Because you made room for me. Here. This morning. And the folks in the community made room for me: a young  pastor with hardly any experience from Georgia who seven years ago had never heard of this little town in this little corner of this little state.

I’m not going to weigh-in on the debate right now although as a person of faith I believe before you are part of any team or any school, you are above all else God’s and it is in God that we find our meaning and our purpose and our hope. But I do want to leave you with a few things about how we engage this conversation—some on the ground advice about how to be a blessing and be decent in a troubling time for our community. I vowed to walk with this town through it all, including moments like this. So here it is. Six ways to be a blessing—to be decent—in this situation.

1) People are people first. When engaging someone you disagree with, don’t forget their humanity. It’s the thing that binds us together. Disagree with someone. Fine. Don’t demean them or make them less than they are. Remember God’s promise to Abram. “I will curse the one who curses you.” Don’t curse people; don’t bring them down. Lift them up.

2) Decide what deserves your time and attention. Really fired up? Great! Go to the school board meeting. Tell them all about it. I bet they’ll be glad to hear from you. But remember that your time is a finite resource. And if you want to use it on social media arguing with people you don’t know in the comment sections of local pages, you can. But there’s more to life that proving you’re right. What would happen if you took that time and chose to love that person instead of fighting with them?

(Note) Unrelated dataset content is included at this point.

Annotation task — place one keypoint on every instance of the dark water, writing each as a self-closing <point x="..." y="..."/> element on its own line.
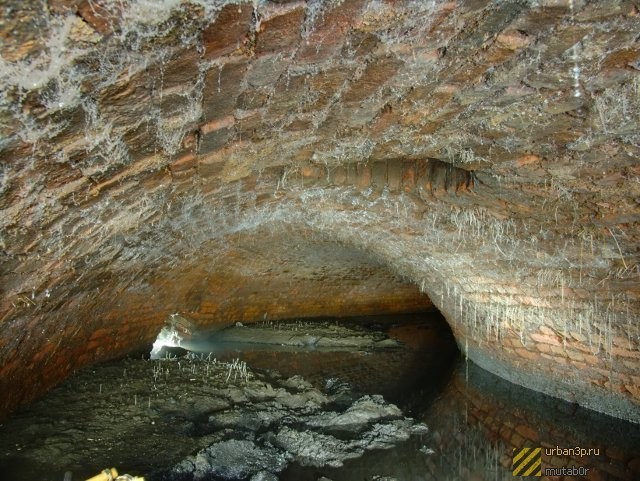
<point x="105" y="417"/>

3) Pray about it. I know, I know. But I’m a pastor, and this legit helps. Christian, Jewish, Muslim, I don’t care. Taking a minute to think about whether or not you want to post a reply or escalate an argument might provide an opportunity for perspective. And asking for guidance in the next steps is never a bad idea.

4) You can’t speak for others; You can speak for yourself. Many, many, many comments I’ve encountered about this situation have made assertions for entire groups of people on both sides of this issue. The truth is none of us can speak for anyone but ourselves.

5) Look for the good. There’s so much heartbreak in the world, isn’t there? There’s so much to be distraught over, to worry about, to fret over. Don’t add to it. Instead, look for the good. I see it everyday. And I bet you do, too.  Share it. Amplify it. Trumpet it. The world needs more good, more blessing; not more disdain, not more cursing.

6) Be kind. The truth is that we’re in the together. People are watching. Our kids are watching. Make them proud.

I know you didn’t come here for a lecture, and I don’t mean it to be. But the truth is that there are innumerable situations that we can’t do a thing about—countless circumstances that our decency or blessing won’t make a bit of difference in.

But there are some. And for the things we can care for, we must.

So that which is beyond our control, we give it to God. And the things within our control, we ask God to use us, to make us a channel of his peace, and—as my father-in-law reminds me all the time— try to be a blessing. Amen.